Ok, Thanks Bejoy.
Only in some typical scenarios it's possible , like the one that you have
Much more number of mappers and less number of mappers slots.
On Tue, Apr 16, 2013 at 2:40 PM, Bejoy Ks <[EMAIL PROTECTED]> wrote:
> Hi Rahul
> If you look at larger cluster and jobs that involve larger input data
> sets. The data would be spread across the whole cluster, and a single node
> might have various blocks of that entire data set. Imagine you have a
> cluster with 100 map slots and your job has 500 map tasks, now in that case
> there should be multiple map tasks in a single task tracker based on slot
> Here if you enable jvm reuse, all tasks related to a job on a single
> TaskTracker would use the same jvm. The benefit here is just the time you
> are saving in spawning and cleaning up jvm for individual tasks.

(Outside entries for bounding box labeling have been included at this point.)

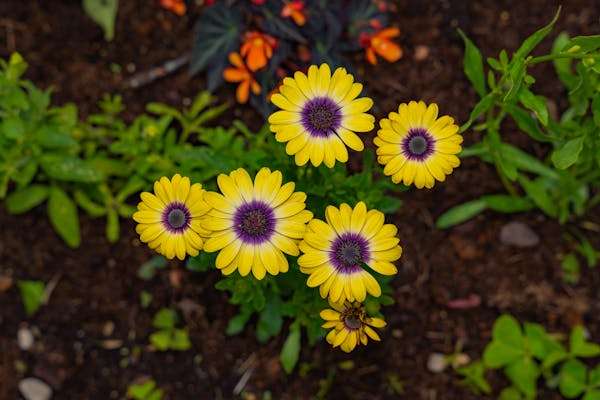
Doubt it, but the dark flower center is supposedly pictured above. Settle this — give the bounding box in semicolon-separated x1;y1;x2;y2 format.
162;203;191;233
234;201;275;244
341;305;365;331
330;233;369;274
302;97;342;137
402;128;435;161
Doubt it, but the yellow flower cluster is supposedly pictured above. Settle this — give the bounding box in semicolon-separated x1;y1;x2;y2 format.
133;64;462;352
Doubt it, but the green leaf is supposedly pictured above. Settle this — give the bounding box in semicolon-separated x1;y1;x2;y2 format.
552;136;585;169
40;154;104;183
514;7;561;59
569;326;600;357
481;194;534;213
458;29;486;97
558;360;587;399
48;186;81;248
498;386;523;400
279;324;301;374
17;280;46;316
460;93;496;133
435;199;487;229
504;358;540;399
152;308;179;329
6;185;49;214
83;0;119;41
519;87;548;126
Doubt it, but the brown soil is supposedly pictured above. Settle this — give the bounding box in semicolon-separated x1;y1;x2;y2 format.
0;0;600;400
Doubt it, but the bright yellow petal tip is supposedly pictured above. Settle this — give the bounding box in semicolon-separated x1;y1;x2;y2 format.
269;64;375;168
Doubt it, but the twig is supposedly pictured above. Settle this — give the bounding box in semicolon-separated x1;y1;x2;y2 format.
125;53;191;89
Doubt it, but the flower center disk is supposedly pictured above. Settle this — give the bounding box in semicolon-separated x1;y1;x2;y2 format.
402;128;435;161
301;97;342;137
162;203;191;233
234;201;275;244
330;233;369;274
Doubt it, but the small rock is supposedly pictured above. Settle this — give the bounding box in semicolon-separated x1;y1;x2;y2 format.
427;353;448;373
19;378;52;400
17;327;34;351
415;45;429;61
500;221;540;248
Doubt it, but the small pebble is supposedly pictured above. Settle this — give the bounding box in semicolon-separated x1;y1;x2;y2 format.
427;353;448;373
500;221;540;248
17;327;34;351
19;378;52;400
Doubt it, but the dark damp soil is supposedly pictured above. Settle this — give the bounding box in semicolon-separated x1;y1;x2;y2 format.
0;0;600;400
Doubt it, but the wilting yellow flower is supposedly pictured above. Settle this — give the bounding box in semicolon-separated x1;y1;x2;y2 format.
203;168;312;279
321;301;386;353
298;201;402;302
374;101;463;189
133;174;209;260
269;64;375;168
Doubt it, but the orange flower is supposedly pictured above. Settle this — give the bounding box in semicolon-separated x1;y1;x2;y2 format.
360;28;402;65
160;0;186;17
281;0;306;26
240;31;277;71
223;53;261;103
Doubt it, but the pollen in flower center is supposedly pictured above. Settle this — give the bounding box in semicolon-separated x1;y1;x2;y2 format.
302;97;341;137
402;128;435;161
162;203;191;233
329;232;370;274
241;210;267;236
234;201;275;244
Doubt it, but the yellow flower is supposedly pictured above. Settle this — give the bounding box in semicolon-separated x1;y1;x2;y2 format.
298;201;402;302
321;301;386;353
374;101;463;189
204;168;312;279
133;174;209;260
269;64;375;168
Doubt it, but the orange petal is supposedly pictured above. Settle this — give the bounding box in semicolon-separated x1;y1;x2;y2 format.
223;68;248;82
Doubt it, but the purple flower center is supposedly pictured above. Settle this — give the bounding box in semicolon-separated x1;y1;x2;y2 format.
401;128;435;161
162;202;192;233
233;200;275;244
329;232;370;274
301;97;342;137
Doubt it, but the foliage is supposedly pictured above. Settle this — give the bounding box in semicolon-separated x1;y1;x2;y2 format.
190;0;401;115
0;54;227;247
180;122;402;371
17;281;46;316
150;308;192;351
83;0;119;41
127;379;164;400
458;315;600;400
437;12;600;228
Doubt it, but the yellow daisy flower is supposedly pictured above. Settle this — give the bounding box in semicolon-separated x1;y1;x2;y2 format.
298;201;402;302
204;168;312;279
374;101;463;189
321;301;386;353
133;174;209;260
269;64;375;168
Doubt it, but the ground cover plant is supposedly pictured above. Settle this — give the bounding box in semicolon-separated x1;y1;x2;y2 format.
0;0;600;400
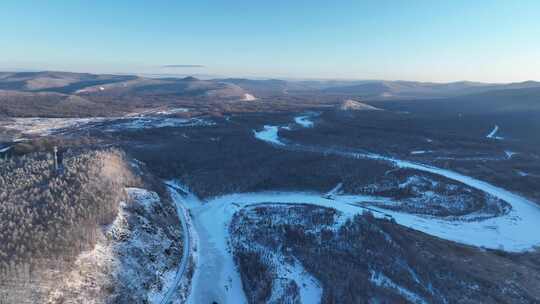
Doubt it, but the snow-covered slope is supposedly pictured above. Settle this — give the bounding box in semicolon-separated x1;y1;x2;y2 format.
50;188;182;303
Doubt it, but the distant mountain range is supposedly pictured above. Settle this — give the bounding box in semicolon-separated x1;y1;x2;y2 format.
0;71;540;116
215;78;540;100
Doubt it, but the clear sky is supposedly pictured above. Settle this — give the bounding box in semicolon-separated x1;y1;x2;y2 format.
0;0;540;82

> On Tue, Apr 16, 2013 at 2:04 PM, Rahul Bhattacharjee <
> [EMAIL PROTECTED]> wrote:
>> I have a question related to VM reuse in Hadoop.I now understand the
>> purpose of VM reuse , but I am wondering how is it useful.
>> Example. for VM reuse to be effective or kicked in , we need more than
>> one mapper task to be submitted to a single node (for the same job).Hadoop
>> would consider spawning mappers into nodes which actually contains the data
>> , it might rarely happen that multiple mappers are allocated to a single
>> task tracker. And even if a single task nodes gets to run multiple mappers
>> then it might as well run in parallel in multiple VM rather than
>> sequentially in a single VM.
>> I am sure I am missing some link here , please help me find that.